Software L4 LB at Google scale. Consistent hashing across LB cluster. Each packet processed independently; no shared state required. Paper from 2016.

18.8 Layer 7 features in production

Path-based routing: /api/payments/* → payments-service; /api/users/* → users-service.
Host-based routing: api.example.com vs admin.example.com.
Header-based routing: X-Region: eu → EU pool.
Weighted routing for canary: 95% to v1, 5% to v2.
Mirror traffic: dup request to staging; ignore response.
Retries: configurable per route, with budgets.
Circuit breaker: outlier detection, fail fast.
Rate limit: per-API-key throttling.
Auth: validate JWT before forwarding.

18.9 Service mesh (preview, chapter 20)

In a microservice world, every service is also a "load balancer" for its dependencies. A service mesh (Istio, Linkerd) gives every pod a sidecar proxy (Envoy) that handles:

Service discovery
L7 routing
Retries, timeouts, circuit breakers
mTLS between services
Telemetry (metrics, traces)

The mesh is essentially a programmable, pervasive L7 LB.

18.10 SSL/TLS termination

Decrypt at the LB so backends speak plain HTTP internally. Saves CPU on backends.

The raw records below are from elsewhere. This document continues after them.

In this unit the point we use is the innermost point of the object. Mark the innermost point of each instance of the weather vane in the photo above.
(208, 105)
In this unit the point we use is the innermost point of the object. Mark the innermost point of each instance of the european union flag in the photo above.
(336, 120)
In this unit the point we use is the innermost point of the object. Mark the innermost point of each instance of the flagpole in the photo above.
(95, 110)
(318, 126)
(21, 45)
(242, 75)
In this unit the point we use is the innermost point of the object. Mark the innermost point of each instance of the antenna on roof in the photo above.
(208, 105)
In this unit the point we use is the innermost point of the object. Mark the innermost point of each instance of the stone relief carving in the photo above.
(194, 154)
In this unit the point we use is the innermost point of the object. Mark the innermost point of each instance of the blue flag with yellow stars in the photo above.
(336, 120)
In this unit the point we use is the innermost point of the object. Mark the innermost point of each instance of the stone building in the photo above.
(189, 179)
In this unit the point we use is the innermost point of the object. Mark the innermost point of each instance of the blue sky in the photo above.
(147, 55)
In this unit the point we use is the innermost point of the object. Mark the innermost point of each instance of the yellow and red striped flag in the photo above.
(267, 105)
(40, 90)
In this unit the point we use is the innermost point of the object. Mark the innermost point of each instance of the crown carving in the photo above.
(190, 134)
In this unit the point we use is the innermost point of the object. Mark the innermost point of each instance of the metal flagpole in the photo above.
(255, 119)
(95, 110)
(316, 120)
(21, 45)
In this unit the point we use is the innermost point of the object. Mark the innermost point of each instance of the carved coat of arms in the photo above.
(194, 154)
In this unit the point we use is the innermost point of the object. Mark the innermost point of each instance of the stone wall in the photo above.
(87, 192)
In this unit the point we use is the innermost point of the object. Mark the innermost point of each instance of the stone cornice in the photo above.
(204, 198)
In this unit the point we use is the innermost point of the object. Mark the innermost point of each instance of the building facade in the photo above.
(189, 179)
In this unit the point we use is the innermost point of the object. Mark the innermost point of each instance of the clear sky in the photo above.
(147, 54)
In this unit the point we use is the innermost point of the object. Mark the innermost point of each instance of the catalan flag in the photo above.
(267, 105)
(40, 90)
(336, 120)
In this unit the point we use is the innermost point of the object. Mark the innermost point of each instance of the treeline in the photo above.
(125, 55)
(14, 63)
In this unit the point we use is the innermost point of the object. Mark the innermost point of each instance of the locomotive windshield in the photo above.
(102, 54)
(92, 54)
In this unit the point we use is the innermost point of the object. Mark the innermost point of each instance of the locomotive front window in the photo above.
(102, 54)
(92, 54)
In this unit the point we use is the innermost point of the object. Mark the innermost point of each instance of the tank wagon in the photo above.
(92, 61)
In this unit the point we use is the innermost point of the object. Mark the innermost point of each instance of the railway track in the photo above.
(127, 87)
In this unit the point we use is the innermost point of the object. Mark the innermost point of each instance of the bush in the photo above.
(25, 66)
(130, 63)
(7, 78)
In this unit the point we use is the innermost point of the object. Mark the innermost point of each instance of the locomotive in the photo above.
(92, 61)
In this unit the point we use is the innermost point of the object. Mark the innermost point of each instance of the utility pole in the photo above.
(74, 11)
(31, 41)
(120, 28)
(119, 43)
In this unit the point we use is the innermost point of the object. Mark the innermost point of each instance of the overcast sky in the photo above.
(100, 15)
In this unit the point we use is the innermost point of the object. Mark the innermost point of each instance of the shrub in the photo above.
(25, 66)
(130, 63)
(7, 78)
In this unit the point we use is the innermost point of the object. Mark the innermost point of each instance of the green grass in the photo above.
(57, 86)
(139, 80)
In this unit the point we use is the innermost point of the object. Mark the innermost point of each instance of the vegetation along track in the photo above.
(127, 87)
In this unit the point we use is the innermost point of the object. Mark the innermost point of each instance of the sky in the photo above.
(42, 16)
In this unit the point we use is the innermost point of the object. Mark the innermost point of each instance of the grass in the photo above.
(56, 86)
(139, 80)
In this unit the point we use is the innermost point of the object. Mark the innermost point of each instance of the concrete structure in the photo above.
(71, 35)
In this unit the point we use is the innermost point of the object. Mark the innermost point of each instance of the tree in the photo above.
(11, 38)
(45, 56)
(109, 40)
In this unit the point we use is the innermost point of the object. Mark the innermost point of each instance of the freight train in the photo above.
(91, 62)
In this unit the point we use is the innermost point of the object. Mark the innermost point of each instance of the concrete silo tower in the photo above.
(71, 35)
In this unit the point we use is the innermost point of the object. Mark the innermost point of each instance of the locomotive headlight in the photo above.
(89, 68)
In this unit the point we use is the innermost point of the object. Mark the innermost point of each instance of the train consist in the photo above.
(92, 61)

Trade-off: traffic between LB and backend is unencrypted. In zero-trust networks (Google's BeyondCorp), this is unacceptable; you re-encrypt or use mTLS internally.

18.11 Global load balancing

Direct user to nearest healthy region.

DNS-based

Authoritative DNS returns different A records per region (geo-DNS). Limited by DNS TTL caching.

Anycast IPs

One IP, many advertisements. BGP routes to nearest. Used by Cloudflare, Fastly, Google Cloud.

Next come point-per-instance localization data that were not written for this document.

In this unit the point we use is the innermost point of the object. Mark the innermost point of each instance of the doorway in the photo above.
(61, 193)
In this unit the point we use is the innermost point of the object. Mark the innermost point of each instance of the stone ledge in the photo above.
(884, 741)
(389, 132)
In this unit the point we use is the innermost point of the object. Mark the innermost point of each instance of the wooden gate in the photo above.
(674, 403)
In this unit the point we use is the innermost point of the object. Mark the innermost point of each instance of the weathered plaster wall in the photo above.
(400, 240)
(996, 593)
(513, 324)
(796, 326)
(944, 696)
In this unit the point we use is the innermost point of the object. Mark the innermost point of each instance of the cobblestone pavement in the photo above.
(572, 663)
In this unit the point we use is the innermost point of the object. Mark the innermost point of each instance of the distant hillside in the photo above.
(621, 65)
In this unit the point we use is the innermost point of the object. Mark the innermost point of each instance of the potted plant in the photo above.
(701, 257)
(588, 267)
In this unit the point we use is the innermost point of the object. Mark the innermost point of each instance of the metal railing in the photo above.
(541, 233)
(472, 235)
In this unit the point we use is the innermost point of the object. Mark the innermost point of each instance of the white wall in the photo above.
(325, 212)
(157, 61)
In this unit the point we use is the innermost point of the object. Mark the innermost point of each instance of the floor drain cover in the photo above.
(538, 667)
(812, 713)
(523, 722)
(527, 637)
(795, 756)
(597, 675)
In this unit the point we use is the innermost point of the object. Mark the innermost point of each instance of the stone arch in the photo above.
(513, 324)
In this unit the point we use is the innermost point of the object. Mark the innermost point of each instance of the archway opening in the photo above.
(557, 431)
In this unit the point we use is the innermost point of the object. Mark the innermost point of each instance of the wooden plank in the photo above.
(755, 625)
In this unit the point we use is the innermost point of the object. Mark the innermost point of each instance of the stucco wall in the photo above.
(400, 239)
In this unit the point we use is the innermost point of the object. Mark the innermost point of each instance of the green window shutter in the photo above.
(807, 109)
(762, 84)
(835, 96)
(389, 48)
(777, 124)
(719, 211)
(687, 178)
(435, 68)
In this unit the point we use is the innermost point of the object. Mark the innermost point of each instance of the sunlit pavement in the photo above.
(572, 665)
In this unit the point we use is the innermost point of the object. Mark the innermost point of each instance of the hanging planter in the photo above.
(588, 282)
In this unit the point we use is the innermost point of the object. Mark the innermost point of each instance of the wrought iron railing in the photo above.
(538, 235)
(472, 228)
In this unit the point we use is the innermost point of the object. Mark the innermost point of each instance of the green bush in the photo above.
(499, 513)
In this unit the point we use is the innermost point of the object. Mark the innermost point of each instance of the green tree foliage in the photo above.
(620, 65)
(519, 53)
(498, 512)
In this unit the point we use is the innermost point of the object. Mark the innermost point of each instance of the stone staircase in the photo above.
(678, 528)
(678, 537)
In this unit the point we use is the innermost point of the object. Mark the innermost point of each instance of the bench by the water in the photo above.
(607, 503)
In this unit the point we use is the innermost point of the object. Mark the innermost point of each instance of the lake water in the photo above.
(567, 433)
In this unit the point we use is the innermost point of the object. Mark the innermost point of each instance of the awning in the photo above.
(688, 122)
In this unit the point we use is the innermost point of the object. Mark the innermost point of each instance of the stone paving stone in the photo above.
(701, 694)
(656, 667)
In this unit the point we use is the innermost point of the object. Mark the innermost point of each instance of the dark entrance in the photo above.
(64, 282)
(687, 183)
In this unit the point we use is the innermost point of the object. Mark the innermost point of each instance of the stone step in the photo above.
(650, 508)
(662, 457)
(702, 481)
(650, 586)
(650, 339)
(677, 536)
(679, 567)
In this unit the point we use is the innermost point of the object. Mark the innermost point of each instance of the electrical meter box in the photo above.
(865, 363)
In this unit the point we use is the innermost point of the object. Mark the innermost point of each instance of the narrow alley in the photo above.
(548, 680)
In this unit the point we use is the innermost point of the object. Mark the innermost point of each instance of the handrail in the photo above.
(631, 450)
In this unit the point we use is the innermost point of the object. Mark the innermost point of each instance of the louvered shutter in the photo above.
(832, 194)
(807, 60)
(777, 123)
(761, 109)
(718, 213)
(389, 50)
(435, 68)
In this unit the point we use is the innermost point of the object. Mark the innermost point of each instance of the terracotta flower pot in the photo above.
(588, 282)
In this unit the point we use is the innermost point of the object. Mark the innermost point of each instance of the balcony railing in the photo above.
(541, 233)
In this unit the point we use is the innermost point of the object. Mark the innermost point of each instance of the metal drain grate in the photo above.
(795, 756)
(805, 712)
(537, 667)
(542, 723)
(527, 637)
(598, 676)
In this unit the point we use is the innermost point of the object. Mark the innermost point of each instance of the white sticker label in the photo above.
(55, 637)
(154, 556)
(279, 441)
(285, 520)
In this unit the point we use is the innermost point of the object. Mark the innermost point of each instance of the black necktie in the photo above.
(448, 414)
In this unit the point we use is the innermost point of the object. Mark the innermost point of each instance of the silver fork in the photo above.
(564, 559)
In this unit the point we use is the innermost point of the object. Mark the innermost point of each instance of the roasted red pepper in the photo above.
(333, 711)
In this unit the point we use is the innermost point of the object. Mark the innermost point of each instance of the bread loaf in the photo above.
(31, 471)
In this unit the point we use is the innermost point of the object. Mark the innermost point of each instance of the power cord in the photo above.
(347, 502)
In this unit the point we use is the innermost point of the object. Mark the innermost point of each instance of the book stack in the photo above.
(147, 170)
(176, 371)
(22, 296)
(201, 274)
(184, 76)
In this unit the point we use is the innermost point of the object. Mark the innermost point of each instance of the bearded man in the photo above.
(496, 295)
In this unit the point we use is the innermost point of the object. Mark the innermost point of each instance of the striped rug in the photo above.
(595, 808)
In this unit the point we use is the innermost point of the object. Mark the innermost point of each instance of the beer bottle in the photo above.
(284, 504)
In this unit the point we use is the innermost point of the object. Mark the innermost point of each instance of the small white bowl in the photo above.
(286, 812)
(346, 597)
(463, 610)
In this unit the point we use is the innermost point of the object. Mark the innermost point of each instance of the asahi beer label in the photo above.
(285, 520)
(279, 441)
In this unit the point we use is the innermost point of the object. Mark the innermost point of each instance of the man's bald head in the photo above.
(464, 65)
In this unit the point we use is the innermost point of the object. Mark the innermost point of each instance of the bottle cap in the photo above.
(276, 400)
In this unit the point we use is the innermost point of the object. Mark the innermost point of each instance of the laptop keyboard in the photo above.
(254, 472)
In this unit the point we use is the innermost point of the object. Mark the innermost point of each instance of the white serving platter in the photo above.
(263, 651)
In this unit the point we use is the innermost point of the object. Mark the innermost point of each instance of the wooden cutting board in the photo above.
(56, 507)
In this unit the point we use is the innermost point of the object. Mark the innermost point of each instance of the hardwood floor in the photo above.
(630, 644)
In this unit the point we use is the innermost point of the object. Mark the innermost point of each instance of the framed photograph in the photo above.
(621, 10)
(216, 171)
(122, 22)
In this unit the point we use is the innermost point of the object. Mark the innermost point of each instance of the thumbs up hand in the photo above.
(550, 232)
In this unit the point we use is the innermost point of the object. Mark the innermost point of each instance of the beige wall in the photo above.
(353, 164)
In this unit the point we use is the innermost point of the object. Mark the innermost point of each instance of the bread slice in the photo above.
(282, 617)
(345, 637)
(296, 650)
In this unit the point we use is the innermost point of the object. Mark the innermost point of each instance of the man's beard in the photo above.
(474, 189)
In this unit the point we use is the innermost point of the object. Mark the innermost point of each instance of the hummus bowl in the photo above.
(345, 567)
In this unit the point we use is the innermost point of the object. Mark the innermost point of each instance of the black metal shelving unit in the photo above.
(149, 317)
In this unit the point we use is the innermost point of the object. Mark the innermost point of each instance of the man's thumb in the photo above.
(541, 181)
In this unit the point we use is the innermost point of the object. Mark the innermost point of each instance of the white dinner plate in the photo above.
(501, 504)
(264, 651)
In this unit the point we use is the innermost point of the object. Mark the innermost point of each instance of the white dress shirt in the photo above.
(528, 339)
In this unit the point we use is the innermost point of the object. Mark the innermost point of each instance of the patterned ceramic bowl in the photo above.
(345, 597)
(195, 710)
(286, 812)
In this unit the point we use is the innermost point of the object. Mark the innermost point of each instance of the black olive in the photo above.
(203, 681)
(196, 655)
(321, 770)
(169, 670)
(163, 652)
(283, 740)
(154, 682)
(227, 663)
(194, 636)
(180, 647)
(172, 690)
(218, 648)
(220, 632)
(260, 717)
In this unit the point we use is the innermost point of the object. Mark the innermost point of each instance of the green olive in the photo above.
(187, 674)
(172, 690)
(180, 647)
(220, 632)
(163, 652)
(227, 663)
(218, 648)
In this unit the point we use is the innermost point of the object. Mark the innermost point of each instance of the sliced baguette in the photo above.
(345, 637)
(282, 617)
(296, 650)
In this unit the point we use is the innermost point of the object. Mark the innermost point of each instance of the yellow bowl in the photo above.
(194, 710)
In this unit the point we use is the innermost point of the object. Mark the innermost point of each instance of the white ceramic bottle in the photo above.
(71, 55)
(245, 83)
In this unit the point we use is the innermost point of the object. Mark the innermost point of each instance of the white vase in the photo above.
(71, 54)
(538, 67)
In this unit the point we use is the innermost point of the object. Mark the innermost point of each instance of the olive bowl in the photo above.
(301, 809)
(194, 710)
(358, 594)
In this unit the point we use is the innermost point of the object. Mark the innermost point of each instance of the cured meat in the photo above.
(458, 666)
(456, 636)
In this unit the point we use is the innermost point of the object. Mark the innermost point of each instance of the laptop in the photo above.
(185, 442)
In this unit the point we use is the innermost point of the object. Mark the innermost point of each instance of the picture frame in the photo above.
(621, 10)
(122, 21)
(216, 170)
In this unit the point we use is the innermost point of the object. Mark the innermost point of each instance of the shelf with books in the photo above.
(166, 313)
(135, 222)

Application-level redirect

Initial server determines best region, redirects with HTTP 302.

Gotchas

Regional failover: when a region dies, send to next-nearest. DNS TTL needs to be short.
"Stickiness" across regions: sessions belong to one region; cross-region failover may force re-login.

18.12 Common pitfalls

No health checks — broken backends get traffic until detected by users.
All-or-nothing routing — one backend serves 80% of traffic because hash is bad.
Sticky sessions everywhere — limits scale; deploys are painful.
Drain time too short — kill in-flight requests, get angry users.
L4 when you needed L7 — can't do header-based routing.
L7 when you needed L4 — too much overhead; bottleneck on TLS termination.

18.13 Sizing

For HTTP traffic on a modern Nginx box:

~50K-100K req/sec, single instance, depending on TLS, HTTP/2, payload size.
~1M concurrent connections (with kernel tuning).

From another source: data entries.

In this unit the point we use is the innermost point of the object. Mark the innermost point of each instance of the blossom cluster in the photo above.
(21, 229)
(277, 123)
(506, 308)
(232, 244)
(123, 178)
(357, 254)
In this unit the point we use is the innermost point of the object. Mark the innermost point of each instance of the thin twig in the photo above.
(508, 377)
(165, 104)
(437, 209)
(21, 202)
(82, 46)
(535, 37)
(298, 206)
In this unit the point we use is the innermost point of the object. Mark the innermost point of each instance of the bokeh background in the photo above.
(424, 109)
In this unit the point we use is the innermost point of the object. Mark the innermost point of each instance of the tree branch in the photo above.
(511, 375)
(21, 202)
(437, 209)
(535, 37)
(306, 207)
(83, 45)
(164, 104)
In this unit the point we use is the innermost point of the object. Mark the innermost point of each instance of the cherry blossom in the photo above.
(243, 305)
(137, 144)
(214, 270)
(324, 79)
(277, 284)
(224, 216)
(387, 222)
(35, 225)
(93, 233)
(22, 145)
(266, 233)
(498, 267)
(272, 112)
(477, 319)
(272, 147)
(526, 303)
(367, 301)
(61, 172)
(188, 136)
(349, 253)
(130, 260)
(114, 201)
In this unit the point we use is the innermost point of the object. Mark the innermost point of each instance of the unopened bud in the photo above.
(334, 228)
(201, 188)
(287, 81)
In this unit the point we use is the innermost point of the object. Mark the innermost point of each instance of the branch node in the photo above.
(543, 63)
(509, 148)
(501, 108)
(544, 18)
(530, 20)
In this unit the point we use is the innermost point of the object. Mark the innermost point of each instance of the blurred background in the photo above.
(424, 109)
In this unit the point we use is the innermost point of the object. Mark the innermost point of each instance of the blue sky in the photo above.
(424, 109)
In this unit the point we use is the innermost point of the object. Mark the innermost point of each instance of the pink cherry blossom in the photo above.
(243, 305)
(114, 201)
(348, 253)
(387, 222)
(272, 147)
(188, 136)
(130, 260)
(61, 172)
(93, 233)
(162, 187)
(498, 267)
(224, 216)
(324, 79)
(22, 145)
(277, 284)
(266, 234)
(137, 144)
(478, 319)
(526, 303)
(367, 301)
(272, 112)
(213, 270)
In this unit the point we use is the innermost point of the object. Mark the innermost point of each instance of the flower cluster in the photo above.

For TCP LB (HAProxy, NLB):

~1M+ packets/sec per core.
10s of millions of concurrent connections.

Beyond that, scale out the LB itself.

18.14 What the interviewer wants

Know L4 vs L7 cold.
Pick the right algorithm for the case (P2C is the modern pick).
Discuss health checks, session stickiness, and when to externalize state.
Discuss zero-downtime deploys (drain + readiness).
Mention global LB and CDNs for scale.

Key takeaways

L4 = fast, dumb (TCP/UDP). L7 = smart, slower (HTTP).
Power-of-two-choices is the modern algorithm default.
Health checks + draining = zero-downtime deploys.
Sticky sessions are usually a smell; externalize state.
For global scale: anycast, geo-DNS, regional failover.